The “Digital Divide” denotes the gap between low-income households and middle to upper income homes relative to their access to computers, the internet, and other advances in information technology. Recent data from the US Census Bureau’s American Community Survey highlights the substantial technological disparities that currently exist between Minnesota households earning less than $35,000 per year as compared to those making more money. These inequities are even more pronounced along racial and ethnic lines. 

A Pew Research Center study reveals that people of color are significantly less likely to own or have reliable access to a desktop or laptop computer, broadband internet service, a tablet, smartphone or other digital devices. And specifically, with regard to smartphone use, members of African American and Latinx communities are more than twice as likely to utilize a smartphone as their only source of internet access “meaning they lack traditional home broadband service.” Similar disparities are also present in the state’s tribal nations, rural and immigrant communities, and among disabled citizens.

While this divide has long presented a significant problem, the stakes are even higher now and the need to bridge this gap is more critical than ever before. In addition to the health and financial havoc it has wreaked, the COVID-19 pandemic has helped to accelerate the virtualization of our society and our reliance on technological tools. Prior to this crisis, the management firm McKinsey & Company predicted that by 2030 close to one-third of American jobs would be automated and “lift productivity and economic growth,” adding that millions will likely be forced to change occupations and increase their digital skills. Those most at risk of being left behind by this trend are low-income populations and people of color.

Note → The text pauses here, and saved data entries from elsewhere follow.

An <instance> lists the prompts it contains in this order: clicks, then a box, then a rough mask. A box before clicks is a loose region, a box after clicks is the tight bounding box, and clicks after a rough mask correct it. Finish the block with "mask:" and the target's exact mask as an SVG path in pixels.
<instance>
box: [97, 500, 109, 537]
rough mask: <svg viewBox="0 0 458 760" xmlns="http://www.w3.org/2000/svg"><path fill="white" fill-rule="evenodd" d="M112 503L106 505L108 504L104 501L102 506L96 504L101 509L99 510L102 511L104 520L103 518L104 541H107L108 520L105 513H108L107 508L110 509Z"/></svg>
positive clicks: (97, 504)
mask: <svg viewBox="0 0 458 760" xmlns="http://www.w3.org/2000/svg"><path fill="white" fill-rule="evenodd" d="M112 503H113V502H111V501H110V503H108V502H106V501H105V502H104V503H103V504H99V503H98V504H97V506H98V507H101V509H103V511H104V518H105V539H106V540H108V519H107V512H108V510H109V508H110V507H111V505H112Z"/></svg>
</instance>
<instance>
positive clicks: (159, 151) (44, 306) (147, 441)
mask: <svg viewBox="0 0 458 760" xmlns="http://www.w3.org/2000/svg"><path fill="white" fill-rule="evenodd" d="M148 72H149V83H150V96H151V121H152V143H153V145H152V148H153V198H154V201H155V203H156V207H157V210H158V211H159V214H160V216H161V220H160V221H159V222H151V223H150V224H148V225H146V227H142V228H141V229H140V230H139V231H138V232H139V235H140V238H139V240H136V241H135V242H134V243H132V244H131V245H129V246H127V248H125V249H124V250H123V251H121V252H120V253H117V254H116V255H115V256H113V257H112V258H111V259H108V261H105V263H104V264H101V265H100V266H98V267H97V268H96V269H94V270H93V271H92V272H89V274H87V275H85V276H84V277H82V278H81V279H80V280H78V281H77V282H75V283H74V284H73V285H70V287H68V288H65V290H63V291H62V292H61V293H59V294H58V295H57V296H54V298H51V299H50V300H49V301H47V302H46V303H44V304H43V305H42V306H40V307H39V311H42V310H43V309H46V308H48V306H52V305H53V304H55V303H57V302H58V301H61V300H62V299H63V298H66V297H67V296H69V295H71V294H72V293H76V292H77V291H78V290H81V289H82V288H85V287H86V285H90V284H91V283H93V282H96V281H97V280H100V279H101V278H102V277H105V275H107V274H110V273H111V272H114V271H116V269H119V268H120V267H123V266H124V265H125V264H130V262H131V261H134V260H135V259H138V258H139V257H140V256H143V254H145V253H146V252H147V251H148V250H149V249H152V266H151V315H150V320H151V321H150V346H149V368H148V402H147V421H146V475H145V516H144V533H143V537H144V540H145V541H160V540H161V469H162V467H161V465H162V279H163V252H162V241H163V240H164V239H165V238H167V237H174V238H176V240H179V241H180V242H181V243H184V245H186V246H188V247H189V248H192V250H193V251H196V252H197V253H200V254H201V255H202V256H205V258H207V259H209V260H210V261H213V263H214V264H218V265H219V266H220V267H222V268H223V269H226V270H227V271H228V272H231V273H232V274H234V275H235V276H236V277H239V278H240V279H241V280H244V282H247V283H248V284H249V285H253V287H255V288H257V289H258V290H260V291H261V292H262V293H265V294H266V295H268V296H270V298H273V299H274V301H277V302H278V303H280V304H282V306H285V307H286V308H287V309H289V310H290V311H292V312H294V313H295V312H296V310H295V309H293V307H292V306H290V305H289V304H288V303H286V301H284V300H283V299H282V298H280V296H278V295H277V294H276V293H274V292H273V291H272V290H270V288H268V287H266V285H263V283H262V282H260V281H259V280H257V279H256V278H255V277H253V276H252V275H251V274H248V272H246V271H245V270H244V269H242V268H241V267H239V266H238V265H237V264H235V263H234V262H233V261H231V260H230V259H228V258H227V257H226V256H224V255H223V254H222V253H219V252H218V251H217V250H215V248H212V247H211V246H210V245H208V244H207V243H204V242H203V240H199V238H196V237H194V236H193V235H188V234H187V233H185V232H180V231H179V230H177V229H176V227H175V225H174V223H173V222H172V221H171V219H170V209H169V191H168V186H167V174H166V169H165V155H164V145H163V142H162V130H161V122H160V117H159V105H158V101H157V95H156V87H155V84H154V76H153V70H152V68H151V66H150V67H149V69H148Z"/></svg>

Writing on behalf of the League of Minnesota Cities, Ron Orlando notes that “closing the digital divide takes nothing short of a movement,” and that we must begin to appreciably increase and connect low-income Minnesotans to technological resources and opportunities. This must include technology in the form laptop and desktop computers, software tools, skills training, and technical support to individuals and families as well as nonprofit organizations, schools, and libraries.